The European Commission is taking a more aggressive stance than the U.S. Department of Transportation regarding a proposed alliance between European and American airlines. But the EU position is still kinder than what the Justice Department’s Antitrust Division wanted.
If approved, the alliance would allow British Airways, American Airlines, and Iberia to jointly market, schedule and price flights.
Both the European Commission and the Transportation Department have to sign off on the alliance in order for it to go into effect. The Justice Department’s role is only advisory.
The EU is considering a proposal by the airlines to make some changes to the alliance in order to gain approval. According to the proposal currently being tested by Brussels regulators, the airlines would lease takeoff and landing slots at London’s Heathrow Airport so that other competitors can operate two additional daily flights to New York and Boston and one additional flight per day to Miami and Dallas.
The Justice Department had singled out those routes for scrutiny and said that fares between the American Airlines hubs in Chicago, Miami and Dallas and British Airways’ hub in London would increase if the alliance was approved.
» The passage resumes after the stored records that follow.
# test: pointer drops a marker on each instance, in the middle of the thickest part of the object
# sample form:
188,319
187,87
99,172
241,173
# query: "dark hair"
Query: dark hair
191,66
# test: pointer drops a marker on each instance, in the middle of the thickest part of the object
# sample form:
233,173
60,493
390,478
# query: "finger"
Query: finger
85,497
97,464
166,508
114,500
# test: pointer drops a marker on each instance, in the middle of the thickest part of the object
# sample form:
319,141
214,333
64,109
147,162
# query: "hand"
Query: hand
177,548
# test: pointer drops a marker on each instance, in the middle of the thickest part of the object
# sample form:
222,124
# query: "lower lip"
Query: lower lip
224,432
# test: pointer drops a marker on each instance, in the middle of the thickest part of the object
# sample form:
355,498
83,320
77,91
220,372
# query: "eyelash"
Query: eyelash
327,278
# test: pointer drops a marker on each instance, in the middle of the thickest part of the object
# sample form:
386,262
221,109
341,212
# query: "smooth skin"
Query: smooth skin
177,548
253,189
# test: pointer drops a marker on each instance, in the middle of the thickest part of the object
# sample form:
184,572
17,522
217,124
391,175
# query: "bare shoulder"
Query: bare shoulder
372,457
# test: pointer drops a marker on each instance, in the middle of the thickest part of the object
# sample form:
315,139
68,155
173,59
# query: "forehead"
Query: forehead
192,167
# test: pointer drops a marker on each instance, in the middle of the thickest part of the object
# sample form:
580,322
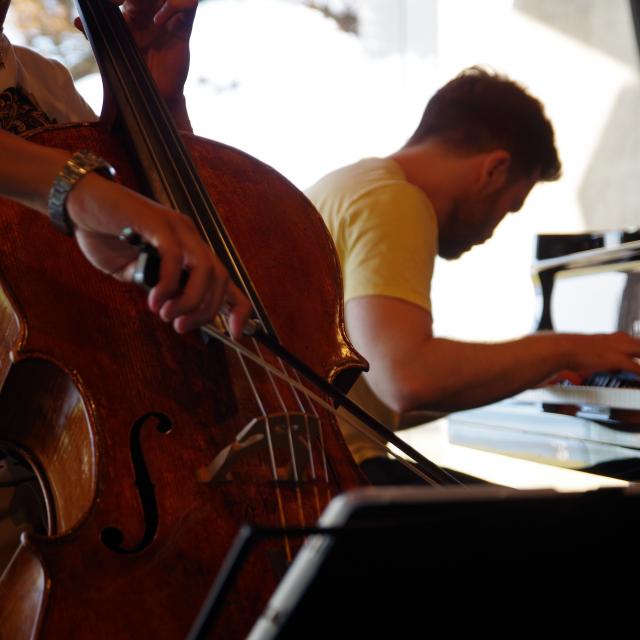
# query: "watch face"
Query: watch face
80,164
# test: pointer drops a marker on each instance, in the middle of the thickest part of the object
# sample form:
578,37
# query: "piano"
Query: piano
585,283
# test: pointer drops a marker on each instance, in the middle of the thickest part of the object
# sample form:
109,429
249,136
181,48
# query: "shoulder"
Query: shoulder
50,82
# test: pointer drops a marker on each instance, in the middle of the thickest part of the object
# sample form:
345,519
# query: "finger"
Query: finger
200,299
172,8
168,285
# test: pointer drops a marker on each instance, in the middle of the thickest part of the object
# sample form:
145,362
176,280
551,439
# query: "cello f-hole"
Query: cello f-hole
112,537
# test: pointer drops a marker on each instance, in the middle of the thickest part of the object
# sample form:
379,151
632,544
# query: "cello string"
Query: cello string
315,414
265,416
281,510
292,453
356,424
320,432
274,471
170,143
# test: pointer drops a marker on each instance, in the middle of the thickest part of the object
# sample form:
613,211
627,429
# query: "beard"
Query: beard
454,235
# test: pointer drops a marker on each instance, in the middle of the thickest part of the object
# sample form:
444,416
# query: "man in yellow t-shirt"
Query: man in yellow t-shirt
482,144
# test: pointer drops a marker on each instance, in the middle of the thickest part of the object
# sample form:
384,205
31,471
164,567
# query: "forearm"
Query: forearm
446,375
27,171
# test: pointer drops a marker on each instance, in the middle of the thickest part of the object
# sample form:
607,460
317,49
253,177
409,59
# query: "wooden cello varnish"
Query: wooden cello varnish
118,414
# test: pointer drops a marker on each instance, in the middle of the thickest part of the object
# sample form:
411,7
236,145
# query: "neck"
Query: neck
439,173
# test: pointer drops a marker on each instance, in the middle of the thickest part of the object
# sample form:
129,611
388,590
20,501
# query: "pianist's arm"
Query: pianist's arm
411,369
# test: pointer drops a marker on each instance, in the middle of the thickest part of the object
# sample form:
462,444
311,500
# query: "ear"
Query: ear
494,170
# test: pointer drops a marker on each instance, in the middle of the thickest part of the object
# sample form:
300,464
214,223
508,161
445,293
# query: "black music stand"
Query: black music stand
435,563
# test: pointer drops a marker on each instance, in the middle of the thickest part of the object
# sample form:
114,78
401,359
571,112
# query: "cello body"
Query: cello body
119,416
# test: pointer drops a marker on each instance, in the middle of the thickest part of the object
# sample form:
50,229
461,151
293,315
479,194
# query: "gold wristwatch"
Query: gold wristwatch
77,167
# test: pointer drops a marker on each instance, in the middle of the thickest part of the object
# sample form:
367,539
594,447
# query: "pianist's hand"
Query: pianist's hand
587,354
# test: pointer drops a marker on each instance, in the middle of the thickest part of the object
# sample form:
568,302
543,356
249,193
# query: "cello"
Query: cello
151,449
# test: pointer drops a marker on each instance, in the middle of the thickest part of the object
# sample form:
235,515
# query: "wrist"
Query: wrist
77,168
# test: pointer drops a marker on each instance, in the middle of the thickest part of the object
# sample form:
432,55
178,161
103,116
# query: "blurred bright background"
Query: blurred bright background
310,85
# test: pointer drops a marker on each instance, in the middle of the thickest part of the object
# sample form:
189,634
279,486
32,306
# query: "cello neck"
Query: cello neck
163,158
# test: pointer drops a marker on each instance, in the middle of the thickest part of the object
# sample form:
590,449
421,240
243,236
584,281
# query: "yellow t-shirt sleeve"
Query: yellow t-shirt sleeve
389,242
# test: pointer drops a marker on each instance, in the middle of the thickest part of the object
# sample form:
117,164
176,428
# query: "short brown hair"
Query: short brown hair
480,110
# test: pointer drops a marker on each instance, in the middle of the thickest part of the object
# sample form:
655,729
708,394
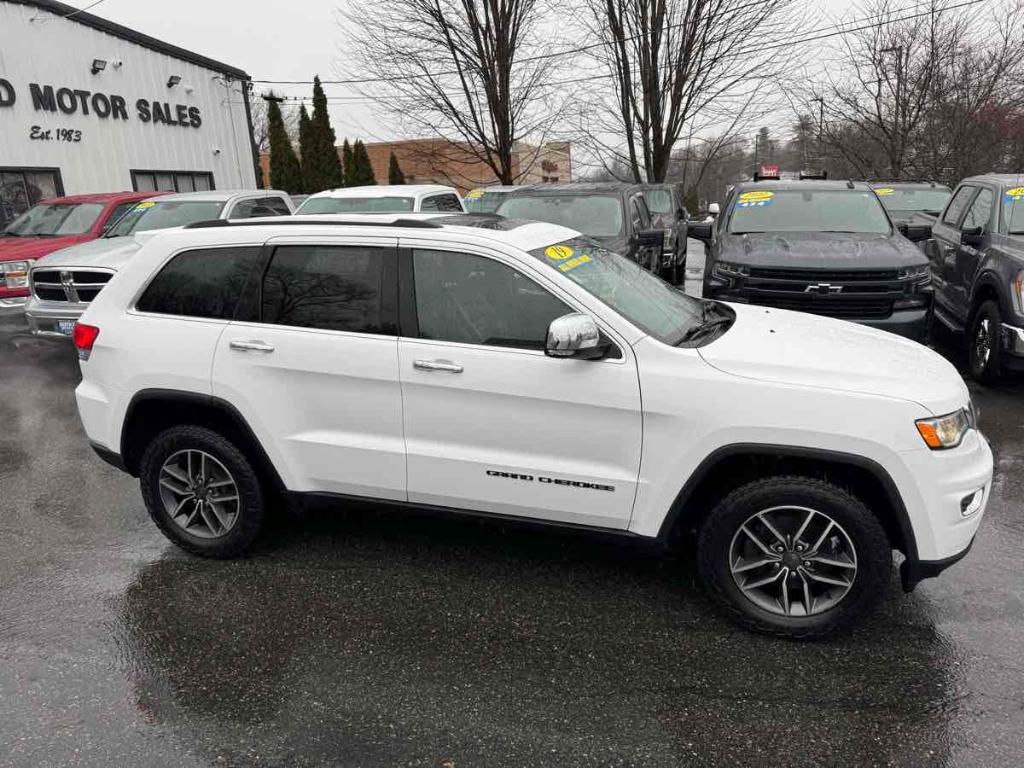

The DOJ suggested the Transportation Department should take some routes out of the plan and force the airlines to give up slots at Heathrow in order to alleviate its concerns.
In its filing about the case, the Justice Department did not specify a number of slots. In a previous attempt to gain approval for the alliance in 2001, the DOT had asked the airlines to surrender 16 slots per day.
This time around, the Transportation Department only asked the airlines to give up four pairs of slots at Heathrow.
The European plan is asking for more specific commitments than DOT, but did not suggest taking any routes out of the grant of antitrust immunity, as DOJ had recommended.